Launch day is an exciting milestone for any builder, but it was even more so for a resourceful Maine-native who crafted his vessel by hand. In this photo from May 25, 1966, Fernald “Fern” Carter’s family boat Nancy Ruth is about to depart on its inaugural ride. She’s packed with Fern’s family and friends. On the bow are Nancy and Ruth, Fern’s two daughters for whom the boat was named, and on the roof is his son Eugene.

Often described as hardworking do-it-yourselfers, the Carter family moved to Waldoboro from Swan’s Island in 1950, eventually settling on Gross Point, where other relatives later joined them. Fern worked many odd jobs on Swan’s Island, including digging clams, lobstering, cutting wood and Christmas trees, and repairing and rebuilding old boats.

Fern really wanted to learn to build boats, so in the 1960s he and his brother Bert converted an old chicken house into a boat shop. Nancy Ruth was one of the first boats Fern built there, receiving assistance from his friend Ernest Poland Sr. of Bremen, who came from a family of boat builders. (Poland was also a U.S. Air Force staff sergeant in World War II and flew more than 83 combat missions as a tail gunner with the 444th Bombardment Squadron.) Poland worked alongside Fern to teach him boatbuilding skills as the brothers established Carter Boat Shop. He helped Fern hand-plank Nancy Ruth’s hull and continued to provide oversight until he started his own business, Poland Boats.

After building about a dozen boats in the chicken house, which was so small they had to move the boats outdoors before installing the pilothouse, the brothers moved Carter Boat Shop to a cow barn next to Fern’s house, where they built two or three 28- to 34-foot lobster boats per year, mostly for family, friends and local customers.
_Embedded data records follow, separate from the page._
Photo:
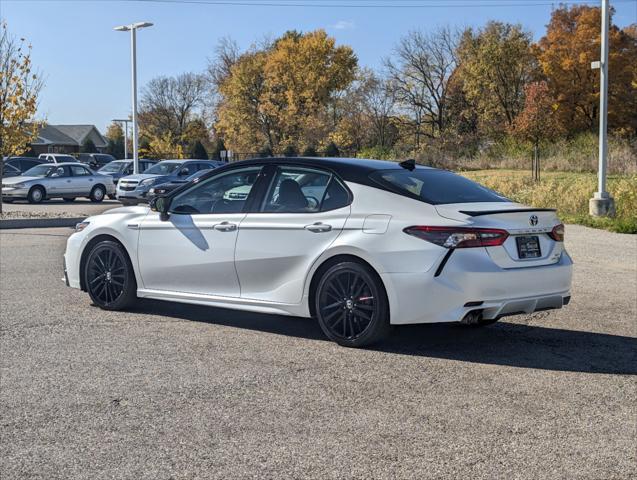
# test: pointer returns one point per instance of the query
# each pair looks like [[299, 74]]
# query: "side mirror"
[[161, 205]]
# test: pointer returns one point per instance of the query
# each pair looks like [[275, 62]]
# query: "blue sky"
[[87, 65]]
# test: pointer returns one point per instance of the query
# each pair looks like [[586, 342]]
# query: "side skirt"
[[235, 303]]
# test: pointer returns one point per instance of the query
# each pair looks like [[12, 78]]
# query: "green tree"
[[290, 151], [496, 62], [332, 150]]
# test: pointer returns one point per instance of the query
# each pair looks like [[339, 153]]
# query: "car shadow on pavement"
[[504, 343]]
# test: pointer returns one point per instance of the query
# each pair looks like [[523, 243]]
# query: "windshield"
[[164, 168], [39, 171], [113, 167], [436, 186]]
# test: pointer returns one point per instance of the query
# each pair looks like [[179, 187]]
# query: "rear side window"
[[435, 186], [302, 190]]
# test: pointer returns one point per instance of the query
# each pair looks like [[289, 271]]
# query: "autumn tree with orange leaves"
[[565, 53]]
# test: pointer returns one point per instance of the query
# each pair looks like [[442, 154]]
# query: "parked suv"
[[134, 189], [57, 157], [95, 160], [14, 166]]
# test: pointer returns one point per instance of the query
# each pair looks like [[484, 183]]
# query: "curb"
[[39, 222]]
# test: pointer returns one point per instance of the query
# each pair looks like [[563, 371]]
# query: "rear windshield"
[[435, 186]]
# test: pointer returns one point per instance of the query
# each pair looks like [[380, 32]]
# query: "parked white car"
[[57, 180], [57, 157], [378, 244]]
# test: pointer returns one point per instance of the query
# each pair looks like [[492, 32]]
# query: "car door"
[[83, 180], [303, 211], [59, 181], [193, 250]]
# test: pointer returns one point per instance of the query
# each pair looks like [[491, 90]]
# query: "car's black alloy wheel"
[[109, 276], [351, 305]]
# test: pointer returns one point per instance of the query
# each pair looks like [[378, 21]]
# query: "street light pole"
[[602, 204], [133, 29], [125, 122]]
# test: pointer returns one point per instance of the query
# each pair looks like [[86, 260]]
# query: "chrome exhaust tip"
[[472, 318]]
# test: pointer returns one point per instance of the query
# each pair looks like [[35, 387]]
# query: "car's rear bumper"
[[471, 281]]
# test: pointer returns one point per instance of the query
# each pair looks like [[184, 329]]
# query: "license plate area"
[[528, 247]]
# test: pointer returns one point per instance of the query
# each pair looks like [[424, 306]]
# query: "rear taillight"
[[459, 237], [557, 233]]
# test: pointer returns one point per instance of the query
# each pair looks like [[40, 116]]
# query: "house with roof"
[[67, 139]]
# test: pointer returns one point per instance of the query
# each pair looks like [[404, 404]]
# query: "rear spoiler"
[[512, 210]]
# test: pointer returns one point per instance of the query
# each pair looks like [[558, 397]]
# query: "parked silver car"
[[65, 180]]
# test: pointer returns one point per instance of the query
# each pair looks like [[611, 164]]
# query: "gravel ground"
[[175, 391], [56, 209]]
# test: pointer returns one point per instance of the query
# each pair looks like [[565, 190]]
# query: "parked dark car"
[[95, 160], [122, 168], [19, 165], [163, 188]]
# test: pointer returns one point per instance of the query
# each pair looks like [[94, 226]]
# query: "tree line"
[[302, 93]]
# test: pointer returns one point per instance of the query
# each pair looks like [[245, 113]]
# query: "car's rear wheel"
[[97, 194], [109, 277], [351, 305], [36, 195]]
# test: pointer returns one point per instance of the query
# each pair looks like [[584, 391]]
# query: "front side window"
[[225, 193], [39, 171], [435, 186], [302, 190], [164, 168], [79, 171]]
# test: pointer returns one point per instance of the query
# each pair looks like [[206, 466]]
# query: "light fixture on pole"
[[133, 29], [125, 122], [602, 204]]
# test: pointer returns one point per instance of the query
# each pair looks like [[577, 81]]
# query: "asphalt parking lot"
[[57, 208], [175, 391]]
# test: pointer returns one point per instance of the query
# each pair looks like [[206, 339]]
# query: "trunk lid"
[[524, 224]]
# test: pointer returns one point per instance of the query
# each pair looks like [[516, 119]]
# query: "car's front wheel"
[[109, 277], [351, 305], [36, 195]]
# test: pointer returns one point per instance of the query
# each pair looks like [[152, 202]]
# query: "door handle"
[[225, 227], [318, 227]]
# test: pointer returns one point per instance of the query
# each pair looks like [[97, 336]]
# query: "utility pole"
[[133, 29], [602, 204]]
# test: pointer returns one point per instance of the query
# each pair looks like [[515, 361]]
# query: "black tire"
[[36, 195], [351, 305], [97, 194], [109, 277]]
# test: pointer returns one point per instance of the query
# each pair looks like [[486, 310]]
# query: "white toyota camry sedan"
[[358, 244]]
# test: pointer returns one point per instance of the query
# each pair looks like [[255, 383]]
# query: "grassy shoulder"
[[568, 192]]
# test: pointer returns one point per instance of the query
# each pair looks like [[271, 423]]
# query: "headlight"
[[81, 226]]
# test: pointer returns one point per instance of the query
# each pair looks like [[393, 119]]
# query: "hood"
[[18, 179], [138, 209], [142, 176]]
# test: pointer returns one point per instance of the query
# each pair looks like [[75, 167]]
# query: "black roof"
[[355, 170]]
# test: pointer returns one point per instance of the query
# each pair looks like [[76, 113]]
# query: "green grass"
[[568, 192]]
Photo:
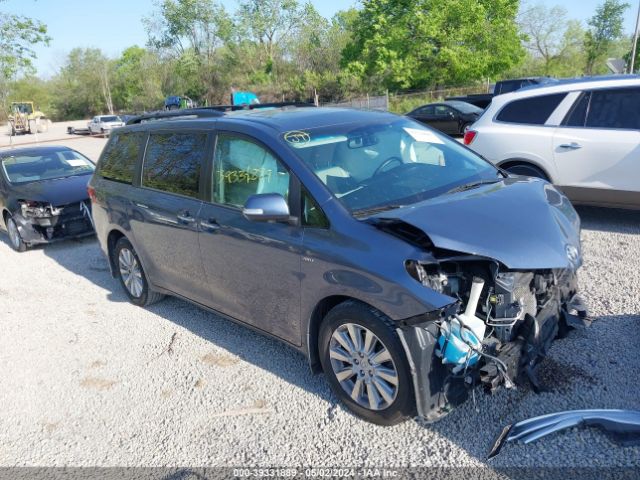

The Carter brothers built their boats for sturdiness and sawed much of the wood themselves. While some of the mechanics changed over time, the design remained fairly consistent. Fern often invited customers and friends to work on his boats, and he negotiated prices to account for their labor and donations of materials. “Some people tell me we work too cheap, and other builders say they wouldn’t want greenhorns around,” he once commented to reporter Red Boutilier. “But a boat is more than just a well-shaped piece of wood to us. We like to put a little friendship into it. And who can put a price on friendship?”

The Carters launched their boats on the East Branch of the
Medomak River, transporting them there via truck, tractor, oxen or a combination, depending on how muddy it was. Launch days were always big celebrations that many people attended, and each boat was christened with a bottle of hard liquor for good luck. Fern continued to build boats until about a year before he died in 2004.